The German version of the Lord’s Prayer uses the words Dein Reich komme for “ἐλθέτω ἡ βασιλεία σου” (usually translated as “thy kingdom come” in English). Himmelreich is the German term for the concept of “kingdom of heaven”.
The German noun Reich is derived from Old High German rīhhi, which together with its cognates in Old English rīce Old Norse rîki (modern Scandinavian rike/rige) and Gothic reiki is from a Common Germanic *rīkijan. The English noun is extinct, but persists in composition, in bishopric.
The German adjective reich, on the other hand, has an exact cognate in English rich. Both the noun (*rīkijan) and the adjective (*rīkijaz) are derivations based on a Common Germanic *rīks “ruler, king”, reflected in Gothic as reiks, glossing ἄρχων “leader, ruler, chieftain”.
It is probable that the Germanic word was not inherited from pre-Proto-Germanic, but rather loaned from Celtic (i.e. Gaulish rīx) at an early time.

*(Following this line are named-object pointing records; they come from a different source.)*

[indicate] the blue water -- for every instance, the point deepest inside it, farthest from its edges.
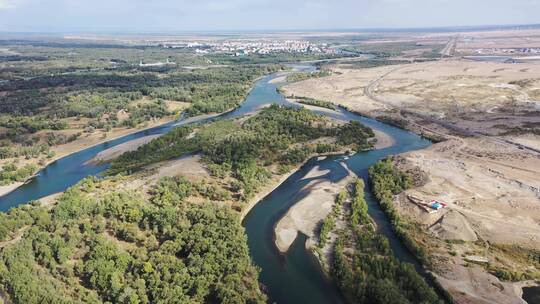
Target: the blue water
(295, 277)
(67, 171)
(291, 278)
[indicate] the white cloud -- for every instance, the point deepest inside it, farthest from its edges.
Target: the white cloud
(6, 4)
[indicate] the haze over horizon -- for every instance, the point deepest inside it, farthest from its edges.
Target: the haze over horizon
(242, 15)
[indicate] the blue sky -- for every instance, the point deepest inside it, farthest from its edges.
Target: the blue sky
(207, 15)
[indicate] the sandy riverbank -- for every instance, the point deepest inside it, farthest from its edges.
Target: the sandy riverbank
(306, 215)
(11, 187)
(114, 152)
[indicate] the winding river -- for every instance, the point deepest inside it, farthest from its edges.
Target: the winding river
(291, 278)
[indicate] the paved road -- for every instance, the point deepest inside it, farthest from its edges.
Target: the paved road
(369, 89)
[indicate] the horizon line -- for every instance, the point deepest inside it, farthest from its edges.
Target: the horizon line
(298, 30)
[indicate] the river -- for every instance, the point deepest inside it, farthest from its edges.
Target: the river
(294, 277)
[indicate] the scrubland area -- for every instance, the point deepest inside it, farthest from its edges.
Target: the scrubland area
(486, 167)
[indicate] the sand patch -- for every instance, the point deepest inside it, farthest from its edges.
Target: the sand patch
(114, 152)
(306, 214)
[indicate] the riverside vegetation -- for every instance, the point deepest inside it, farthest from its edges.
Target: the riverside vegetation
(178, 242)
(363, 263)
(247, 152)
(54, 94)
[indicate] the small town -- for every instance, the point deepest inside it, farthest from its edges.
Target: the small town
(246, 47)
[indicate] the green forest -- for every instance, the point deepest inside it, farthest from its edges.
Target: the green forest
(97, 245)
(49, 90)
(102, 244)
(387, 181)
(246, 151)
(364, 265)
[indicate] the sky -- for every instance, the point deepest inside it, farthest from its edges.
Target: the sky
(140, 16)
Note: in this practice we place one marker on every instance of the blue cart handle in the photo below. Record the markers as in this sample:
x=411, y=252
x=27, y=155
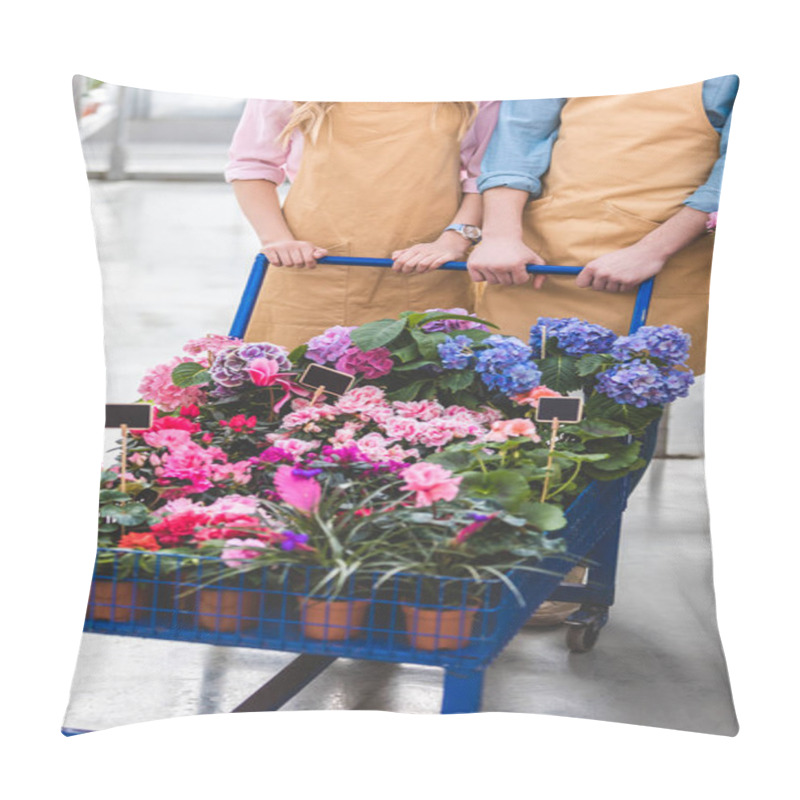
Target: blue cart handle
x=259, y=270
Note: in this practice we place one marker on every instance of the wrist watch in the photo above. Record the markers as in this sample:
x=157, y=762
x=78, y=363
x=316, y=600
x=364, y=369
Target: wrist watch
x=472, y=233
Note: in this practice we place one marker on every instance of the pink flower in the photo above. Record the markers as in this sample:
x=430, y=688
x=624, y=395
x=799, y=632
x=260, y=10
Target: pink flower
x=157, y=387
x=237, y=551
x=431, y=482
x=360, y=399
x=262, y=371
x=371, y=364
x=212, y=344
x=171, y=437
x=302, y=492
x=531, y=398
x=505, y=429
x=421, y=410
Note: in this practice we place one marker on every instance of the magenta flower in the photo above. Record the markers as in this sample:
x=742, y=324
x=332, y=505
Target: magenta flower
x=237, y=551
x=157, y=388
x=266, y=372
x=300, y=491
x=431, y=483
x=371, y=364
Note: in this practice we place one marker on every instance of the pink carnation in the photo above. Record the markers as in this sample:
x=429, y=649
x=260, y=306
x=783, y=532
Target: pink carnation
x=505, y=429
x=212, y=344
x=237, y=551
x=360, y=399
x=431, y=482
x=531, y=398
x=157, y=388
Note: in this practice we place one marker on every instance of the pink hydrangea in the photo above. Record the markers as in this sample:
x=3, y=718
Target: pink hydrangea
x=157, y=388
x=431, y=482
x=238, y=551
x=422, y=410
x=362, y=398
x=371, y=364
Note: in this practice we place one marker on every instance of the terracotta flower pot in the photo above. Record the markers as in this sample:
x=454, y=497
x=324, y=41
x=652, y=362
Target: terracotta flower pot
x=332, y=620
x=438, y=628
x=118, y=601
x=225, y=610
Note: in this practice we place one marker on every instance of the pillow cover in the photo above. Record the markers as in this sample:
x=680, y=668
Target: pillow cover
x=390, y=445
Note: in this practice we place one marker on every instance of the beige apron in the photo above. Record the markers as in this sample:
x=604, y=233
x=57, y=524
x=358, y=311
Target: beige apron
x=621, y=165
x=380, y=177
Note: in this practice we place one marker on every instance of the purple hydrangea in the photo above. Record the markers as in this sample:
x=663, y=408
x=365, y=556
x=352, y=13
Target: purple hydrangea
x=449, y=325
x=371, y=364
x=507, y=365
x=229, y=370
x=331, y=345
x=666, y=342
x=456, y=352
x=575, y=337
x=641, y=383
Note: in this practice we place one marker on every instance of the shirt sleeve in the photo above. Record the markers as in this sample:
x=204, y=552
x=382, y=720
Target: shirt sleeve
x=718, y=97
x=254, y=152
x=519, y=151
x=474, y=144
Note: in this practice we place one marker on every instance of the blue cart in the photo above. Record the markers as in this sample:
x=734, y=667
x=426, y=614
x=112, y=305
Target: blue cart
x=162, y=601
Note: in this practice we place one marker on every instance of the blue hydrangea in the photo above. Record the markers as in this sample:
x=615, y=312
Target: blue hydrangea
x=575, y=337
x=506, y=364
x=666, y=342
x=456, y=352
x=641, y=383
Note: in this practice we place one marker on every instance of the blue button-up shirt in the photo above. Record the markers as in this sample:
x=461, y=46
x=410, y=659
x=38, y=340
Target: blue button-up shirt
x=519, y=150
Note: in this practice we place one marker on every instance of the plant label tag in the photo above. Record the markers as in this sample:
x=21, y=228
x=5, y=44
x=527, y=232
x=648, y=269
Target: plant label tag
x=564, y=409
x=134, y=415
x=331, y=381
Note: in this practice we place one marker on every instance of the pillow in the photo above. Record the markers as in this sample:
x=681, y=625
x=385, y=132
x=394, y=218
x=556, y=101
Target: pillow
x=334, y=449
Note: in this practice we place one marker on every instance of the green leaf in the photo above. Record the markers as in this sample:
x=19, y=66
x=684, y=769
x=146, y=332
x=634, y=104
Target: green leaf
x=560, y=373
x=407, y=353
x=456, y=381
x=190, y=374
x=298, y=353
x=377, y=334
x=544, y=516
x=428, y=342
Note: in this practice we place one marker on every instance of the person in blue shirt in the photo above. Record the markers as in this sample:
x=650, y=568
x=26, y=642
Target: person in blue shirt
x=622, y=186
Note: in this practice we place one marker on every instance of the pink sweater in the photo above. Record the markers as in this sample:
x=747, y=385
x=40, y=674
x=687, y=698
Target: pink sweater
x=256, y=155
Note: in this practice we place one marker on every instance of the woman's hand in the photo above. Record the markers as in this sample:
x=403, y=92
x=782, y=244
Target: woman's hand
x=450, y=246
x=503, y=261
x=291, y=253
x=622, y=270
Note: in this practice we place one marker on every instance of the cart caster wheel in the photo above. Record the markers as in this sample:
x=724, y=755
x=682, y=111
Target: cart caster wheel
x=581, y=638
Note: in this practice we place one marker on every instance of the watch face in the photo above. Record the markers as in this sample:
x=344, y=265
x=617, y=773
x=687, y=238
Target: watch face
x=471, y=232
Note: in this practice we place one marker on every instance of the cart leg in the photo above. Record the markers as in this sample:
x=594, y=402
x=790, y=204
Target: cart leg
x=462, y=691
x=286, y=684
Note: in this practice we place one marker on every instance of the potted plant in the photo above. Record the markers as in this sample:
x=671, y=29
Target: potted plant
x=449, y=547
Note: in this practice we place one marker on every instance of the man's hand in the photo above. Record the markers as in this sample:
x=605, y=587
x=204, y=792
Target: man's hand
x=502, y=261
x=622, y=270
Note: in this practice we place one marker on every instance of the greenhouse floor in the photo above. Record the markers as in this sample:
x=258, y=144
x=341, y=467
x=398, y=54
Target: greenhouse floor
x=658, y=661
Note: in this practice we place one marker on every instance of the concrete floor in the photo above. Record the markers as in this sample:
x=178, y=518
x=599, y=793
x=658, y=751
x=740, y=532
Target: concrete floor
x=174, y=258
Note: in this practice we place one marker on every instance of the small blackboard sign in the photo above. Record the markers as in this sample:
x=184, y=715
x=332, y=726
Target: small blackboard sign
x=564, y=409
x=333, y=381
x=134, y=415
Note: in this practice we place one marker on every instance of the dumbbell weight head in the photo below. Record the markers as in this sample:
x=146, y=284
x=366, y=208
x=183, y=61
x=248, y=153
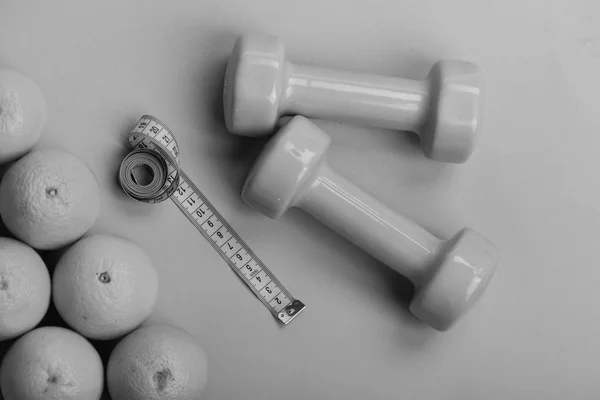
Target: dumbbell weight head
x=253, y=85
x=453, y=121
x=462, y=273
x=281, y=171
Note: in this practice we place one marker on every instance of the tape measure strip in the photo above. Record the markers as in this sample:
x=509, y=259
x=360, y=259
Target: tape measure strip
x=156, y=149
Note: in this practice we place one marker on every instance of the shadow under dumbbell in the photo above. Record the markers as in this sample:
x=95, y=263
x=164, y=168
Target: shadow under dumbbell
x=399, y=290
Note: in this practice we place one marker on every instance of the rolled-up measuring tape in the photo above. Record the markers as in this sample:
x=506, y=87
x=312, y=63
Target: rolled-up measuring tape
x=155, y=149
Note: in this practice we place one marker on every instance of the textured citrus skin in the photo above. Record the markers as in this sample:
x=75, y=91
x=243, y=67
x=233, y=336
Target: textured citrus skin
x=24, y=288
x=104, y=286
x=22, y=114
x=51, y=363
x=157, y=363
x=49, y=198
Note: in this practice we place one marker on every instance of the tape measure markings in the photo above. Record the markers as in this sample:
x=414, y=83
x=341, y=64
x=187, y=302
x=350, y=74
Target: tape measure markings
x=155, y=147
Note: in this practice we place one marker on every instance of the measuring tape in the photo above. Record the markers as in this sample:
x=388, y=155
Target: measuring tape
x=156, y=150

The word has many cognates outside of Germanic and Celtic, notably Latin rex and Sanskrit raja “king”. It is ultimately from a Proto-Indo-European root *reg-, meaning “to straighten out or rule”.
Kin
The English term king is derived from the Anglo-Saxon cyning, which in turn is derived from the Common Germanic *kuningaz. The Common Germanic term was borrowed into Estonian and Finnish at an early time, surviving in these languages as kuningas.
The English term “king” translates, and is considered equivalent to, Latin rēx and its equivalents in the various European languages. The Germanic term is notably different from the word for “king” in other Indo-European languages (*rēks “ruler”; Latin rēx, Sanskrit rājan and Irish ríg, but see Gothic reiks and, e.g., modern German Reich and modern Dutch rijk).
It is a derivation from the term *kunjom “kin” (Old English cynn) by the -inga- suffix. The literal meaning is that of a “scion of the [noble] kin”, or perhaps “son or descendant of one of noble birth” (OED).
Kingu, also spelled Qingu, meaning “unskilled laborer,” was a god in Babylonian mythology, and — after the murder of his father Abzu — the consort of the goddess Tiamat, his mother, who wanted to establish him as ruler and leader of all gods before she was killed by Marduk.
Tiamat gave Kingu the 3 Tablets of Destiny, which he wore as a breastplate and which gave him great power. She placed him as the general of her army. However, like Tiamat, Kingu was eventually killed by Marduk.
Marduk mixed Kingu’s blood with earth and used the clay to mold the first human beings, while Tiamat’s body created the earth and the skies. Kingu then went to live in the underworld kingdom of Ereshkigal, along with the other deities who had sided with Tiamat.